CrossVL: Complexity-Aware Feature Routing and Paired Curriculum for Cross-View Vision-Language Detection¶

Conference: CVPR 2026
arXiv: 2605.09802
Code: https://github.com/1nyourlife/Crossvl_cvpr2026 (Available)
Area: Object Detection / Multimodal VLM / Cross-View Detection
Keywords: Cross-View Detection, Vision-Language Models, Complexity-Aware Routing, Curriculum Learning, Ground-Aerial Pairing

TL;DR¶

To address the "cross-view gap" where Vision-Language Models (VLMs) perform strongly in ground views but poorly in aerial views, CrossVL introduces a Complexity-aware Pathway Aggregation (CPA) module that routes visual features based on scene density (active only during training with zero inference overhead) and a Paired Curriculum Learning (PCL) strategy that transitions from paired to random sampling. CrossVL improves Florence-2's mAP on the MAVREC aerial dataset from 58.66% to 61.03%, reduces the ground-aerial gap from 8.63pp to 6.65pp, and decreases variance across random seeds by 3.3×.

Background & Motivation¶

Background: VLMs (e.g., GLIP, GroundingDINO, Florence-2) leverage large-scale image-text pre-training to excel in open-vocabulary detection, enabling "find objects by instruction." However, these models typically assume consistent imaging geometry.

Limitations of Prior Work: When transitioning from ground to aerial views, the aerial accuracy of VLMs drops systematically and persistently under the same training protocols. Using synchronized ground-aerial pairs from MAVREC, the paper reveals the root cause: ground images contain few, large, dense, and highly occluded objects, while aerial images contain many, small, sparse, and globally distributed objects. The two views vary simultaneously in scale, layout, and occlusion, representing a geometric gap rather than an appearance gap (unlike synthetic-to-real or day-to-night shifts that preserve geometry).

Key Challenge: This geometric difference creates a "complexity imbalance"—dense ground scenes require fine-grained interaction processing, while sparse aerial scenes require global context reasoning. Traditional VLM fusion mechanisms treat all scenes uniformly, leading to sub-optimal representations and unstable training (high variance across seeds). Furthermore, the synchronized ground-aerial paired structure inherent in datasets like MAVREC is treated as independent samples by existing methods, wasting a valuable supervisory signal.

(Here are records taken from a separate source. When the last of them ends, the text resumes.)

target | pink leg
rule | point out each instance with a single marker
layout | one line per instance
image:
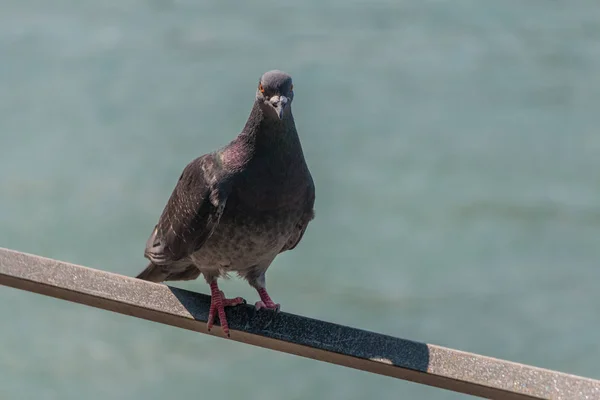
(218, 302)
(266, 301)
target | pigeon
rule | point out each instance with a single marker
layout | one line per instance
(235, 209)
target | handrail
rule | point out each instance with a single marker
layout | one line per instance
(376, 353)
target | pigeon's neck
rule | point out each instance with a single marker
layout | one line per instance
(264, 137)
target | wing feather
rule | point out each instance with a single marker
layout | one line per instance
(191, 214)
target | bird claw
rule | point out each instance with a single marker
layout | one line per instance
(268, 306)
(218, 302)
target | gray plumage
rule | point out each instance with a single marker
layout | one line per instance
(237, 208)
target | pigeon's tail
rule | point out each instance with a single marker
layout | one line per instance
(153, 273)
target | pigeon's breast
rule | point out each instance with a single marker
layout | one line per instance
(243, 238)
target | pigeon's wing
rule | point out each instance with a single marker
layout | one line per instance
(191, 214)
(308, 216)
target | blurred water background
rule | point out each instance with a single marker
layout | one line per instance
(454, 145)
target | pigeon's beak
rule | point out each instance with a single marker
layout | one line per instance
(279, 103)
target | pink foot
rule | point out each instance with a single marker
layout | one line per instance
(218, 302)
(265, 301)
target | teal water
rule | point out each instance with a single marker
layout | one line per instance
(454, 145)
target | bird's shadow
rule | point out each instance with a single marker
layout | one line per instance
(313, 333)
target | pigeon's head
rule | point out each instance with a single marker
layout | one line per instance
(275, 92)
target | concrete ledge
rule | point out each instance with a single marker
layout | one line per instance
(399, 358)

Goal: (1) Enable feature processing to adapt to scene complexity; (2) Utilize the paired structure to stabilize optimization and narrow the cross-view gap; (3) Accomplish this without increasing inference cost.

Key Insight: Since the bottleneck originates from geometry/complexity, one should explicitly estimate scene complexity and route features accordingly. Since paired images share weather, lighting, time, and scene semantics (even without spatial overlap), one can use the strong semantic consistency of pairs as training anchors initially, then gradually transition to random sampling.

Core Idea: Synergize cross-view detection adaptation through "complexity-aware multi-pathway routing (Architecture)" and "paired-to-random curriculum scheduling (Training)." These two components act as mutual regularizers—CPA prevents curriculum collapse, and the curriculum enhances the representational richness of CPA.

Method¶

Overall Architecture¶

CrossVL uses Florence-2-base (DaViT-3 encoder + Transformer decoder, prompt <OD>) as the backbone, adding two complementary components during training. CPA is inserted between the encoder and decoder: it estimates a 3D complexity vector from visual+text statistics, routes visual features through sparse, medium, and dense pathways, and fuses them based on complexity while providing an auxiliary alignment objective. PCL manages data scheduling: feeding only synchronized ground-aerial pairs (high semantic consistency, stable supervision) in the early phase, linearly introducing random samples in the mid-phase, and using pure random sampling in the late phase. During inference, the entire CPA block is removed, following standard Florence-2 decoding and COCO evaluation with zero additional latency.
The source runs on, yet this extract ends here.